Automatic blowdown/continuous heat recovery system: This technique allows the boiler to blowdown only once makeup water is moving to the boiler, thereby transferring the utmost amount of heat possible from the blowdown to the makeup water. No flash tank is generally needed as the blowdown discharged is near to the temperature of the make-up water.
Hand openings: These are steel plates installed in openings in "header" to permit for inspections & installing tubes and inspection of inner surfaces.
Vapor drum internals, some screen, scrubber & cans (cyclone separators).
Low-water cutoff: It is a mechanical means (usually a float switch) that can be used to turn off the burner or shut off gas to the boiler to avoid it from working once the water runs below a certain point. If a boiler is "dry-fired" (burned without water in it) it can cause rupture or catastrophic failure.

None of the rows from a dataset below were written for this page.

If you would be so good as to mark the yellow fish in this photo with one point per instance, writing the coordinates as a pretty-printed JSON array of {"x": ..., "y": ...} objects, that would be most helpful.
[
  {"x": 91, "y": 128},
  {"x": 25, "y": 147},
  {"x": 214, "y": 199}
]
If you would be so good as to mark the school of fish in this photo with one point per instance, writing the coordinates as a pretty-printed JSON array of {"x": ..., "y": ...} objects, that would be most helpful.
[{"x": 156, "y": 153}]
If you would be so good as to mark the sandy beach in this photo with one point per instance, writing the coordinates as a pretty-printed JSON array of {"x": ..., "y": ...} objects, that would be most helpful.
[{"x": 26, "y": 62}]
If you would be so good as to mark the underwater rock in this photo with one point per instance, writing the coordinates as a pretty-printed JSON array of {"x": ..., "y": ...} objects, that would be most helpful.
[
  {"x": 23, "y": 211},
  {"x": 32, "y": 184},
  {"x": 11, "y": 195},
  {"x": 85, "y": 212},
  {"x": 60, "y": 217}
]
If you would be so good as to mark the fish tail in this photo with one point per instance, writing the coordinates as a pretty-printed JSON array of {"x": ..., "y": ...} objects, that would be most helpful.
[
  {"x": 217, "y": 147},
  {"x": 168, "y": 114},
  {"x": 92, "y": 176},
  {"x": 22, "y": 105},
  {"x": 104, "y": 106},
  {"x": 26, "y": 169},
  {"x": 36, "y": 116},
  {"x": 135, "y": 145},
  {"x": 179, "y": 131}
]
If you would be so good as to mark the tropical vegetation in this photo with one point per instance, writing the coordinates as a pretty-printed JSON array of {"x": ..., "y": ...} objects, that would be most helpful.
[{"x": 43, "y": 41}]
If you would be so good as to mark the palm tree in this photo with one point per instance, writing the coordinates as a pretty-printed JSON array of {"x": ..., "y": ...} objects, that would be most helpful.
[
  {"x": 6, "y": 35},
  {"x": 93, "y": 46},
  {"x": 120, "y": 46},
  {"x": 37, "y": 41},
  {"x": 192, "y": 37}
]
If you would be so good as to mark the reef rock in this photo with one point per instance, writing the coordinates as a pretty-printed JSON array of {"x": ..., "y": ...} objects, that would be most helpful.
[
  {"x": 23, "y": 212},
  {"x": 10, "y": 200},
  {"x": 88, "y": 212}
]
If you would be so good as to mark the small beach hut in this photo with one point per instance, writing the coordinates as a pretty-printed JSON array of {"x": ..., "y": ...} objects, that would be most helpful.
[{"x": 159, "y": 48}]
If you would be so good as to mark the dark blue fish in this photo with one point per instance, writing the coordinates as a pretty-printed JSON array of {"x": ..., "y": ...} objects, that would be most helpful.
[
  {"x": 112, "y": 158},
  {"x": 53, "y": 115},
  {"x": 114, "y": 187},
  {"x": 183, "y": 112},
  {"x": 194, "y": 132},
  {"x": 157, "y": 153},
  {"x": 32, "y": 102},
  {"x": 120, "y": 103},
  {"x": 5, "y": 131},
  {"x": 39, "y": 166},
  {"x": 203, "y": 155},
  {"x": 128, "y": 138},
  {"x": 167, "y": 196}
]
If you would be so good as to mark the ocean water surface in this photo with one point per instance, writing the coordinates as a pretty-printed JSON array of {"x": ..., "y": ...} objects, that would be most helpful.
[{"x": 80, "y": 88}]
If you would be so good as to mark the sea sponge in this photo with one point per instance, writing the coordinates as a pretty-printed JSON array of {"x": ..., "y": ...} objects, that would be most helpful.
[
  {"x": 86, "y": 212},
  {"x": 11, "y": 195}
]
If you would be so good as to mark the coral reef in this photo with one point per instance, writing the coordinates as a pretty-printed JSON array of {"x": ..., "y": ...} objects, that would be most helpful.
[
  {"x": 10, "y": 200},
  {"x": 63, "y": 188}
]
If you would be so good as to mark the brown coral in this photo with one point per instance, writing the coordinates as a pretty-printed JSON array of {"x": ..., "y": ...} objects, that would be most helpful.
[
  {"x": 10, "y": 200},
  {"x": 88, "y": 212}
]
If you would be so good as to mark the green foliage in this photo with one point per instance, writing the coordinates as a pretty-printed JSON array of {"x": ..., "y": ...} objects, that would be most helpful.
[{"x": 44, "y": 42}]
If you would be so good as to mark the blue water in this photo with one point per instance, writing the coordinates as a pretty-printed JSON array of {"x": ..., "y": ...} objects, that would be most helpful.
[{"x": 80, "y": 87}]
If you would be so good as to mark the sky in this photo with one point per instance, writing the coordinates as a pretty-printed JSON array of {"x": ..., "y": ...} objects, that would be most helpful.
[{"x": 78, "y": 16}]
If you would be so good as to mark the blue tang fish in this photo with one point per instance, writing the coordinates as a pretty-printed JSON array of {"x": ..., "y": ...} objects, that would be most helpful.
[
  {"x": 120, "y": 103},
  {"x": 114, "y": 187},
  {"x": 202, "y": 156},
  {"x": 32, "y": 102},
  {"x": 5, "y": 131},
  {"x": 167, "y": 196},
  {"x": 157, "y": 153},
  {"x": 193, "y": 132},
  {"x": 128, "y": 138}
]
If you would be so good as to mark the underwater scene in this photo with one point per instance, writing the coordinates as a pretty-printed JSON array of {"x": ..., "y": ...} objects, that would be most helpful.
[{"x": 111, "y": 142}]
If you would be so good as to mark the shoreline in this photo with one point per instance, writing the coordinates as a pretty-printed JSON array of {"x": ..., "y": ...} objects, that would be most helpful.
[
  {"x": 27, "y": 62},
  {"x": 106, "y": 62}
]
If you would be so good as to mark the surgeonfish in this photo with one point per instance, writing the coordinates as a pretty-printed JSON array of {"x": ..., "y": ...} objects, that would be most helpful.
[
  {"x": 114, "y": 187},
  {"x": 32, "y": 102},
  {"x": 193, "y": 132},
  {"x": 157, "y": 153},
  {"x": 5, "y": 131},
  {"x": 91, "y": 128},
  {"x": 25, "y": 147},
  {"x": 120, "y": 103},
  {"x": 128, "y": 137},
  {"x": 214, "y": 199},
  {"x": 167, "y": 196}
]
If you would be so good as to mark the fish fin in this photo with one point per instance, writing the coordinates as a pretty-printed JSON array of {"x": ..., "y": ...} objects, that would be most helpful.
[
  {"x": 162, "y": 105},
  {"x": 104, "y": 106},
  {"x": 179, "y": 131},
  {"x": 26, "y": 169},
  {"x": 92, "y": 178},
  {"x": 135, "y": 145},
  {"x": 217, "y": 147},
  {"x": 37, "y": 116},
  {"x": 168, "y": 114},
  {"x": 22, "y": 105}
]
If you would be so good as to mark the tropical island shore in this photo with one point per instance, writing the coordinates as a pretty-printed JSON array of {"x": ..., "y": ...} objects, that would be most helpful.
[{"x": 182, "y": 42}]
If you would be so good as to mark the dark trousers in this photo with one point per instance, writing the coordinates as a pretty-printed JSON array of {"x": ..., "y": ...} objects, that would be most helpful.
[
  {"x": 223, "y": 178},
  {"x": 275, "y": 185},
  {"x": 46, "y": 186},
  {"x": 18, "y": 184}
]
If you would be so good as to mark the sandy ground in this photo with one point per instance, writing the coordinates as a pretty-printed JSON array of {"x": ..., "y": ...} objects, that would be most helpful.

Surface blowdown range: It offers a means for removing foam or other light-weight non-condensible chemicals that have a tendency to float on top of the water inside the boiler.
Circulating pump: It is made to circulate water back to the boiler after they have expelled some of its heat.
Feedwater check valve or clack valve: A non-return stop valve in the feedwater line. This may be installed to the side of the boiler, just below water level, or to the very best of the boiler.
Top give food to: With this design for feedwater injection, water is fed to the very best of the boiler. This can reduce boiler fatigue triggered by thermal stress. By spraying the feedwater over some trays the water is quickly heated which can reduce limescale.
Desuperheater pipes or bundles: Some tubes or bundles of tubes in the water drum or the vapor drum made to cool superheated vapor, in order to provide auxiliary equipment that does not need, or may be damaged by, dry out steam.
Chemical injection line: A connection to add chemicals for controlling feedwater pH.
Main vapor stop valve:
Main vapor stop/check valve: It is used on multiple boiler installations.